Crash dummy policies

Juan wrote a great article today with some really appalling numbers. 817 cars produced in February. January wasn’t great either. The first two months Venezuela produced 1,539 cars....

Juan wrote a great article today with some really appalling numbers. 817 cars produced in February. January wasn’t great either. The first two months Venezuela produced 1,539 cars. But let’s not weep too much: for much of the last decade and a half, Chávez’s radical-castrocommunist policies created a kind of heaven for these transnationals.

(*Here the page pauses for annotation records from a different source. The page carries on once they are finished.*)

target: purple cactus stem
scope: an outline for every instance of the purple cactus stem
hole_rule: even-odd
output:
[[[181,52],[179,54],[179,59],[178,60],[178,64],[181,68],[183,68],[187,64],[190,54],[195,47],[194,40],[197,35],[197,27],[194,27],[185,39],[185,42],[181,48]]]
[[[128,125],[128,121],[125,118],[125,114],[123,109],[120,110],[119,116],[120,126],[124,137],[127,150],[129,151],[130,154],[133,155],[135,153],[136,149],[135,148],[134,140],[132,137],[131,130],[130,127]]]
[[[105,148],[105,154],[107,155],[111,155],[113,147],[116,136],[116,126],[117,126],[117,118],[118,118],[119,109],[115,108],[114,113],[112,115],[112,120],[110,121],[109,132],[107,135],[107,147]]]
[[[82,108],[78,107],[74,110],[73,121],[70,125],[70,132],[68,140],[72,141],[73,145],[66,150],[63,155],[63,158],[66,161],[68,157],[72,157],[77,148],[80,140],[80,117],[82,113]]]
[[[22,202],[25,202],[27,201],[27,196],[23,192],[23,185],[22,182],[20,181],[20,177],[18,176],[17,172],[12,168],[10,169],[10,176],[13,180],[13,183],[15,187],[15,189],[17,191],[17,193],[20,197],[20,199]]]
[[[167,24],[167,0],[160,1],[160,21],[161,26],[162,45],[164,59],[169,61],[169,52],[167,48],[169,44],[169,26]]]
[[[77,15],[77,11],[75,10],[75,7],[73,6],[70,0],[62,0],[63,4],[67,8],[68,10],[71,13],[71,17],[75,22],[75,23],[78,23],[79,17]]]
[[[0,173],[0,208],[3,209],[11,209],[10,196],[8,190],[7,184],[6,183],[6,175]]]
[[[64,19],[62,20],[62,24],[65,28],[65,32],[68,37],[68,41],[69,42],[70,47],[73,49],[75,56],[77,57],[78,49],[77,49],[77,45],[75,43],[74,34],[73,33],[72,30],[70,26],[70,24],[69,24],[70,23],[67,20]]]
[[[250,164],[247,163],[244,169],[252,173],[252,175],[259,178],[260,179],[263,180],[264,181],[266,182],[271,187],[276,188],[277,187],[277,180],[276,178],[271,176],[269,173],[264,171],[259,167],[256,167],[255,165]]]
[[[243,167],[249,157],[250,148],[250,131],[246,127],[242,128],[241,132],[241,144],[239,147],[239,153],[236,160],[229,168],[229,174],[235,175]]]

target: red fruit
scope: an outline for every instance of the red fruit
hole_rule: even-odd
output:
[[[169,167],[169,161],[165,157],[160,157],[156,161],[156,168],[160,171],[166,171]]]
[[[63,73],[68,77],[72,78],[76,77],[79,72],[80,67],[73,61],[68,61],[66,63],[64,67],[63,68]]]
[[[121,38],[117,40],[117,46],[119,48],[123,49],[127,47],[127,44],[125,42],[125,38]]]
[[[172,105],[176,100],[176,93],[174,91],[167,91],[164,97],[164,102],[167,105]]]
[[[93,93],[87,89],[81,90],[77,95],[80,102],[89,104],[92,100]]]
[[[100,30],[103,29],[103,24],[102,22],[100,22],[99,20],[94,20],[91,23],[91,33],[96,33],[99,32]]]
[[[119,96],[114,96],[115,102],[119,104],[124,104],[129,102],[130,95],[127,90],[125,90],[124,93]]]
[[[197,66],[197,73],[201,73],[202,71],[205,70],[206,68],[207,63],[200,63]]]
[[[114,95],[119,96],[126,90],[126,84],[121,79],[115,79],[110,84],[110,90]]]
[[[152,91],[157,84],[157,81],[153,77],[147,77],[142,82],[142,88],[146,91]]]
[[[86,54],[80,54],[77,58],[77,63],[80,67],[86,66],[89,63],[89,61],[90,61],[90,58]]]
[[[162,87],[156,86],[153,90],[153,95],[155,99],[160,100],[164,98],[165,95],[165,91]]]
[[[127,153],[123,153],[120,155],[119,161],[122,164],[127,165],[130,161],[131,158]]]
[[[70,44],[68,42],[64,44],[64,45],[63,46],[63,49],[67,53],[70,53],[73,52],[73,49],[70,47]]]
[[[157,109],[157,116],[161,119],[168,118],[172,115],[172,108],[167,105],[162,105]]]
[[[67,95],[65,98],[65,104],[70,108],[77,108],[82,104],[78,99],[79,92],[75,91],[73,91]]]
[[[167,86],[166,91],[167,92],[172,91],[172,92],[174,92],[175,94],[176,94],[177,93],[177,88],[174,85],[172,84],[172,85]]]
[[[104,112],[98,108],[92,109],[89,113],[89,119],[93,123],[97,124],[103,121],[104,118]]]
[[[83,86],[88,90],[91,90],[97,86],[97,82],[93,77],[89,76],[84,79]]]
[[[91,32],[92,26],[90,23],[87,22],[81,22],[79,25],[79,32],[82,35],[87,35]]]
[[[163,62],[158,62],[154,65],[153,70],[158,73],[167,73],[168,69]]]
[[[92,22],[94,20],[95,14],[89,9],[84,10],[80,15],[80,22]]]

CADIVI was the apogee of rent sucking technology ever devised by human kind. And we loved it while it lasted. From airlines to raspacupos, there hasn’t been a golden era like Chávez’s era for the ta’ barato dame dos set. The key technical improvement to our rentist mechanism is the incorporation of corporations, particularly foreign, into it with a direct, streamlined hose.

Let’s see how those poor car companies have done.

it seems like the car companies flipped Venezuela in 2007
it seems like the car companies flipped Venezuela in 2007

 

That’s the data available at CAVENEZ at the publication date.

To complement this data I have a couple more appalling numbers. Do you know who was the number 1 beneficiary from CADIVI between 2004 – 2012? Let me tell you. General Motors. General Motors received $5,910,439,377. Toyota was number 4 and Ford was number 5. Let me show you how car companies divided the cake:

car_pie

In fact, the companies that make up CAVENEZ add up to $$16,360,039,765 which is roughly 9.2% of the total amount of cash dispensed by CADIVI. The total number of vehicles sold in that period by those same companies is 1,411,729. If you divide by the total amount of money you get an average per vehicle cost of $11,589. Of course, sold at a market prices, these car companies wrecked the cash in. But how much of the actual cake is this?

car_pie2

I don’t buy it that car companies didn’t know this was coming. They did their cost-benefit analysis I the numbers looked leafy green.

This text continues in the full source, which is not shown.